5xx Alert Triage
Overview
This document has been written to assist both development and Skpr operations team members in triaging elevated 5xx response codes at the load balancer layer.
This document provides:
- Questions that teams should be asking while debugging
- Steps to debug while asking the questions
- Mitigations to be considered while debugging
Questions
- Is there an elevation in traffic levels?
- Is the traffic being generated by a single or list of IPs?
- Is the traffic all targetting a single or specific list of pages?
- Is there a dip in CDN Cache/HIT ratios?
- Is there an elevation in 404 (Page Not Found) levels?

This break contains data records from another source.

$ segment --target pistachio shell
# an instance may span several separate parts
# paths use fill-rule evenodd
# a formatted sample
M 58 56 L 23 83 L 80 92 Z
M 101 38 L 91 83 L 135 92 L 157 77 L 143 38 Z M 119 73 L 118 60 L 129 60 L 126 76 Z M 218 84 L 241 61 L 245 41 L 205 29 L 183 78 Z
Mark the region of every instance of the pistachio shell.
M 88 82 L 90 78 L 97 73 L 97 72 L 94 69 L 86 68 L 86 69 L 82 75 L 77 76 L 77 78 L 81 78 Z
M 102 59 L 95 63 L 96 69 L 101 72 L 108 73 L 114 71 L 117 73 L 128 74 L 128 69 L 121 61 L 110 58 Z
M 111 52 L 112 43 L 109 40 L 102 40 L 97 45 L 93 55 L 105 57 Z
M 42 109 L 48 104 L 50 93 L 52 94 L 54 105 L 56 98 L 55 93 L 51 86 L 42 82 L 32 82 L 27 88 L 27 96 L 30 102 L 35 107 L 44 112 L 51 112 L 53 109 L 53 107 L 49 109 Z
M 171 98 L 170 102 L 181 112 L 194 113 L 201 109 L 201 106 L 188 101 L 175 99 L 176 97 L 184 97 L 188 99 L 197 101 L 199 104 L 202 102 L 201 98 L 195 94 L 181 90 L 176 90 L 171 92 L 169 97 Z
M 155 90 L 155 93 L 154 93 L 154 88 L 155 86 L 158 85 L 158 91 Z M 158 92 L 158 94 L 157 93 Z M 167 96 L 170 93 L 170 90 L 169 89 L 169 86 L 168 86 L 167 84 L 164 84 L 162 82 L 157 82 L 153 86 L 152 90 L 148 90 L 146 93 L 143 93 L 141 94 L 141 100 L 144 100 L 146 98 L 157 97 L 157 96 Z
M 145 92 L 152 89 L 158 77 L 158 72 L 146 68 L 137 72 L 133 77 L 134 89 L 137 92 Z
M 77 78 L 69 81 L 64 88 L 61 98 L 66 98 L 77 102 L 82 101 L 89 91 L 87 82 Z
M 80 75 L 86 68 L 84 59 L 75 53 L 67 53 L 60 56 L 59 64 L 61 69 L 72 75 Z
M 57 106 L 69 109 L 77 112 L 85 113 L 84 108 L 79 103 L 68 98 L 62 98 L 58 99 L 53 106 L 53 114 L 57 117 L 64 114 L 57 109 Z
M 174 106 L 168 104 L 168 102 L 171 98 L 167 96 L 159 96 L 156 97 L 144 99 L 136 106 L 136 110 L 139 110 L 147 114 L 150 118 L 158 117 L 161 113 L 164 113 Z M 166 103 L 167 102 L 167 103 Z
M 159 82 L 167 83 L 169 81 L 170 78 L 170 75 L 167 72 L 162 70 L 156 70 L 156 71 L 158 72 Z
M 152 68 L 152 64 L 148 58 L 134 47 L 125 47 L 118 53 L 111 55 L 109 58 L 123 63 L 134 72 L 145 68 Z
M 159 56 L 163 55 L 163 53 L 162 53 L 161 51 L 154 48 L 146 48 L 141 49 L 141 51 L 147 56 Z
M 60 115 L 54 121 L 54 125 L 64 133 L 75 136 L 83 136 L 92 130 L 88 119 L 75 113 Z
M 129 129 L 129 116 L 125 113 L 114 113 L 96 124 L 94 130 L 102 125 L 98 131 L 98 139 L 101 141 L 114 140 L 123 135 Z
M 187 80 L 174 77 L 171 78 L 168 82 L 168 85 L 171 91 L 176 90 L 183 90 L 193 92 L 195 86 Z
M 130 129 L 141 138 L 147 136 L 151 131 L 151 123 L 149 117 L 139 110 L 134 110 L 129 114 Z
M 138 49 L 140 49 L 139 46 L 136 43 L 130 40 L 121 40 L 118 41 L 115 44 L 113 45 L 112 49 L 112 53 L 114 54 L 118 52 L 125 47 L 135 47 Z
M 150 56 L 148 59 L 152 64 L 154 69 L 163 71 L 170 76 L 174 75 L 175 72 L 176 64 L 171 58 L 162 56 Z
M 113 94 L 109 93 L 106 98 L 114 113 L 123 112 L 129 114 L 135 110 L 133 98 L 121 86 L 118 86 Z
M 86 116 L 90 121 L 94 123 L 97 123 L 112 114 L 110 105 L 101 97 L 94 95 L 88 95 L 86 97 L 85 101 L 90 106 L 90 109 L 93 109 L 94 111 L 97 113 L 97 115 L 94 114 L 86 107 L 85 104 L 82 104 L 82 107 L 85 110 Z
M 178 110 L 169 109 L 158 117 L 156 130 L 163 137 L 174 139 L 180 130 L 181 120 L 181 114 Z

- Is there an elevation in 403 (Access Denied) levels?
- Was a new feature rolled out recently?
- Is there resource contention? eg. Hitting scaling limits at the application or services level.
Steps to Debug
Review Application Dashboard Widgets
How to access the Application Dashboard:
Direct link from Dashboard Coming Soon
- Log into the AWS Console
- Navigate to CloudWatch
- Browse the Dashboards Section
- Locate your application Dashboard
- The name is in the format:
CLUSTER-PROJECT-ENVIRONMENT
- The name is in the format:
Dashboard Widgets of Interest:
- ALB: Response Codes - The metric which triggered this alert.
- CloudFront: Requests - Used to determine if there is an elevation in requests.
- CloudFront: Cache Hit Ratios - Used to determine if there is a dip in caching.
- CloudFront: 4xx Errors - Used to determine if requests are requesting content which does not exist.
- Number of Instances - Used to determine if a scaling event is occuring.
Review Application Logs
Go to the Application Dashboard.
Review the following sections for trends:
- Alert, Critical and Emergency
- Error and Warning
Review Slow Query Logs
Slow Query Logs Coming Soon
Mitigations
- Can the Development Team disable a feature?
- Can the Development Team roll back a release?
- Can the Skpr Platform Team block an IP or User Agent?
- Can the Skpr Platform Team temporarily upsize the infrastructure?